Scientific classification
- Kingdom: Animalia
- Phylum: Chordata
- Class: Actinopterygii
- Order: Syngnathiformes
- Family: Syngnathidae
- Genus: Hippocampus
- Species: H. jayakari
- Binomial name: Hippocampus jayakari Boulenger, 1900

= Jayakar's seahorse =

- Authority: Boulenger, 1900
- Conservation status: LC

Species of fish

Jayakar's seahorse (Hippocampus jayakari) is a species of coastal fish of the family Syngnathidae. It is found in the Western Indian Ocean, from the Red and Arabian seas to the central coast of Pakistan. It lives in seagrass beds (such as Halophila spp.), algae, soft-bottom substrates, sponges, and rocky habitats, where it can grow to lengths of 14 cm. It can inhabit depths to 20 m, though it is more commonly found at 2-3 m.

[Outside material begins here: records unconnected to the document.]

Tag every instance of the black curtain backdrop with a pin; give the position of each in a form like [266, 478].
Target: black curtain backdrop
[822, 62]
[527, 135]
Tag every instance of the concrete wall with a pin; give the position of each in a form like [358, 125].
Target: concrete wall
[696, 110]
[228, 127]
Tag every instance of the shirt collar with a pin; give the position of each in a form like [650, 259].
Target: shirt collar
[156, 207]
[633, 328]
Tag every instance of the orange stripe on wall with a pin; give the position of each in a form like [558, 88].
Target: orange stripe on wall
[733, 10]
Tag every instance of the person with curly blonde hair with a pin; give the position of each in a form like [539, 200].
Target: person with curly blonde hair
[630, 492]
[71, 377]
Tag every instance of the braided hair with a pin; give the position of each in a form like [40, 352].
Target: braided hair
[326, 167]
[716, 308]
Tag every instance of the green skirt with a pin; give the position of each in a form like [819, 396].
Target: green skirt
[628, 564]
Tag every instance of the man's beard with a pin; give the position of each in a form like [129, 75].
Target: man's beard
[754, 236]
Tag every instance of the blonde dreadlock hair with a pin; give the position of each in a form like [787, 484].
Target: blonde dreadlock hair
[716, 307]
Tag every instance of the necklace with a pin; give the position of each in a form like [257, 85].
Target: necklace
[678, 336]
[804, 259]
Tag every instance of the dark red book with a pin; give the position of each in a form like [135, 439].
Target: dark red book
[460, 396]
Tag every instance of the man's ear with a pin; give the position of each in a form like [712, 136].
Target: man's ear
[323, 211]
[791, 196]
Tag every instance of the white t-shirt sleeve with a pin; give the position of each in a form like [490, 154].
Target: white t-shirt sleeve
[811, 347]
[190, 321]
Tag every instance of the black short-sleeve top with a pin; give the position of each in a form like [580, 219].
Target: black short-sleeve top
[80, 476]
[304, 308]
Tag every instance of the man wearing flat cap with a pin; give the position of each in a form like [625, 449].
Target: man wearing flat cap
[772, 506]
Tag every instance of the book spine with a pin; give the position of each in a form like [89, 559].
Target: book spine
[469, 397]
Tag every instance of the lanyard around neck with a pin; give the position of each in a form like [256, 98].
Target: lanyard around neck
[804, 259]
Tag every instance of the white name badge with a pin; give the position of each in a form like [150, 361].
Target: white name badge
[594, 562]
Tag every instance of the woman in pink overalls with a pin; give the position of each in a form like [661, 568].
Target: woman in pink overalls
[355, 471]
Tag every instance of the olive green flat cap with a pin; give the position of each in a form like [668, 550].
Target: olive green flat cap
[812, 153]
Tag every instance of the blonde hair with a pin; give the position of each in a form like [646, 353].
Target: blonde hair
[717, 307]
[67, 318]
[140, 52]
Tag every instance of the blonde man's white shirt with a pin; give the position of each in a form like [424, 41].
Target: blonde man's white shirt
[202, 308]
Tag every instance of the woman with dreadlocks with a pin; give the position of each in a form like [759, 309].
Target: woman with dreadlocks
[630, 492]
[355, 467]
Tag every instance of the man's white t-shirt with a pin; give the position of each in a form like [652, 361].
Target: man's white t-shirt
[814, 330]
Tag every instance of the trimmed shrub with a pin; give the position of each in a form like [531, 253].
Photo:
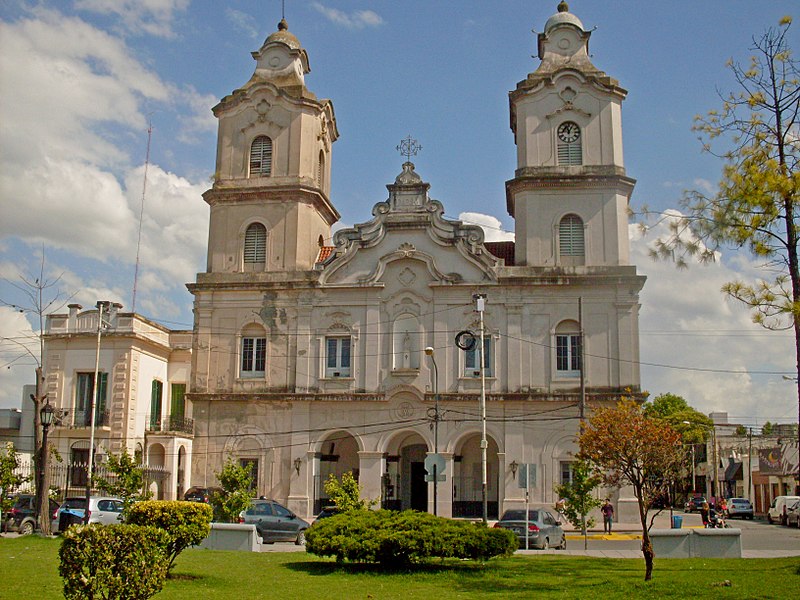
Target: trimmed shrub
[114, 562]
[402, 538]
[186, 523]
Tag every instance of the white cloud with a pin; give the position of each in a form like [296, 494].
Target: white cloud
[242, 21]
[492, 227]
[687, 322]
[358, 19]
[18, 342]
[153, 17]
[72, 184]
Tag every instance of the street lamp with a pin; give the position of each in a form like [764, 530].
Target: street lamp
[43, 509]
[429, 352]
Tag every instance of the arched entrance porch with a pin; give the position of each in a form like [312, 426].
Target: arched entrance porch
[338, 454]
[404, 485]
[468, 478]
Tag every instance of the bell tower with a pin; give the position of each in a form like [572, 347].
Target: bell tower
[570, 194]
[270, 200]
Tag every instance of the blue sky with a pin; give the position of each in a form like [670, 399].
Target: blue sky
[79, 81]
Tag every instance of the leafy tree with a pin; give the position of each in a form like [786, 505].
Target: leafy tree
[693, 425]
[627, 447]
[236, 482]
[128, 482]
[41, 296]
[580, 500]
[186, 523]
[346, 494]
[9, 479]
[757, 205]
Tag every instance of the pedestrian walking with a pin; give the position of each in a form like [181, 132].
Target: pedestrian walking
[608, 516]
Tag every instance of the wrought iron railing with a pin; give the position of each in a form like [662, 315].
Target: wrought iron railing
[170, 423]
[83, 418]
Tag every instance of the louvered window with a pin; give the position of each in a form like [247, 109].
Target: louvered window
[337, 360]
[261, 157]
[255, 244]
[472, 359]
[321, 169]
[571, 247]
[570, 154]
[254, 356]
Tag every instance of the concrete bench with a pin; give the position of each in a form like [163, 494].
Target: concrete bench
[717, 543]
[232, 536]
[700, 543]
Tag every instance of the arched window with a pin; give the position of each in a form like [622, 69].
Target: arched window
[570, 149]
[321, 169]
[255, 247]
[261, 157]
[405, 342]
[568, 349]
[571, 246]
[253, 352]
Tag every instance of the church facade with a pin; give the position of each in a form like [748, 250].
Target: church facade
[311, 359]
[402, 342]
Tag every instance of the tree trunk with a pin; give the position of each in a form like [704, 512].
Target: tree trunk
[647, 550]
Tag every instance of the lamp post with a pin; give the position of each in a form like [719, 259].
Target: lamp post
[43, 508]
[480, 300]
[429, 352]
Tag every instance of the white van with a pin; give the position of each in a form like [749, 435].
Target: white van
[777, 510]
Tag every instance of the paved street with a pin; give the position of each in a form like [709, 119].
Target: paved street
[759, 539]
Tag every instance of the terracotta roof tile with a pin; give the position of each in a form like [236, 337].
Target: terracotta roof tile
[325, 253]
[504, 250]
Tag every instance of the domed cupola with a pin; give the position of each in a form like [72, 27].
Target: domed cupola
[281, 60]
[564, 41]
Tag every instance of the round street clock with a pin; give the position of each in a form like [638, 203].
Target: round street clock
[569, 132]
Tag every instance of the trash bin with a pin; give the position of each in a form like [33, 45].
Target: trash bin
[66, 519]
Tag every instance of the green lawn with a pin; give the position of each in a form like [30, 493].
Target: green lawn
[29, 569]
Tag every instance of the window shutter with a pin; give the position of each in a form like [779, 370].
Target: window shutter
[261, 157]
[570, 236]
[255, 244]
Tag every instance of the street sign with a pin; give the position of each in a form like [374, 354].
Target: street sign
[439, 462]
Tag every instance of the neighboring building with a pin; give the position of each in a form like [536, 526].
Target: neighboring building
[143, 373]
[307, 358]
[749, 464]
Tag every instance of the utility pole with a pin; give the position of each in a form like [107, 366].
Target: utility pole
[582, 406]
[429, 352]
[749, 463]
[112, 308]
[480, 300]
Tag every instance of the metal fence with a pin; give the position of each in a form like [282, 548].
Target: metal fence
[69, 479]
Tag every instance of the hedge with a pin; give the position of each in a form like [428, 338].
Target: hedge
[402, 538]
[186, 523]
[114, 562]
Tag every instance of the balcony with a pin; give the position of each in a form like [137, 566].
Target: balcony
[83, 418]
[170, 424]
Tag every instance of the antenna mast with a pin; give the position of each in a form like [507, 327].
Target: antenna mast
[141, 214]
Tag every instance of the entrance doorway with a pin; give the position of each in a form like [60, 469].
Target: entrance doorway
[419, 487]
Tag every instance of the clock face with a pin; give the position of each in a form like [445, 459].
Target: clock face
[569, 132]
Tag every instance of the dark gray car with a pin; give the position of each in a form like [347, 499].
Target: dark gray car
[542, 530]
[274, 522]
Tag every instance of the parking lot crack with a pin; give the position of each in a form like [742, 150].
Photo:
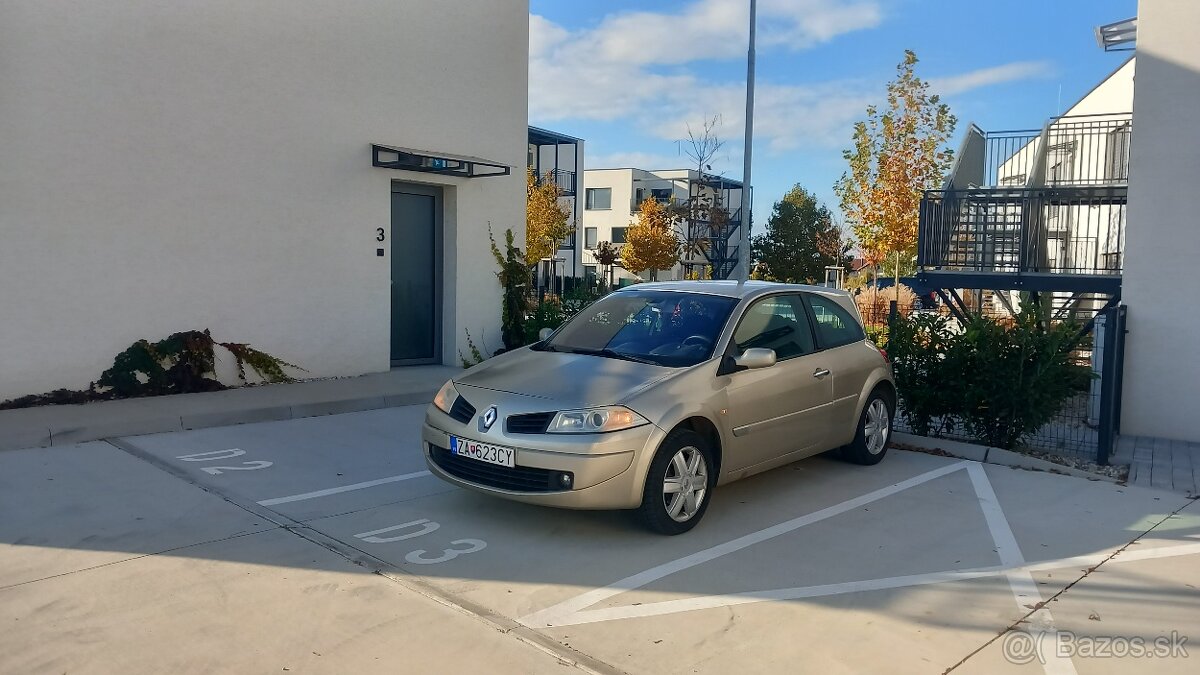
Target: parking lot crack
[131, 559]
[565, 655]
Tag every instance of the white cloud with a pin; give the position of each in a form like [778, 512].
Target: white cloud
[987, 77]
[605, 72]
[641, 67]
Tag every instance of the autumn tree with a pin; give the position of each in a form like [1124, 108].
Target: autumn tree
[801, 239]
[606, 256]
[546, 217]
[703, 216]
[898, 153]
[651, 242]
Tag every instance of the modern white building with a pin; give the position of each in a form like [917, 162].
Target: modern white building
[315, 179]
[1162, 368]
[1095, 210]
[611, 201]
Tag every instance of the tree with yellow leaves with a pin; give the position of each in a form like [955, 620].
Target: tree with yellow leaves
[546, 216]
[651, 242]
[898, 154]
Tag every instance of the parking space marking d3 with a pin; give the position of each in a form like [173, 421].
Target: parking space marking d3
[575, 611]
[341, 489]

It is expected to feed on small crustaceans, similar to other seahorses. This species is ovoviviparous, with males carrying eggs in a brood pouch before giving birth to live young. Individuals reach sexual maturity at 11 cm. The specific name and the common name honours the Indian physician, linguist and ichthyologist Dr. Surgeon-Major Atmaram Sadashiv "Muscati" Jayakar (1844–1911).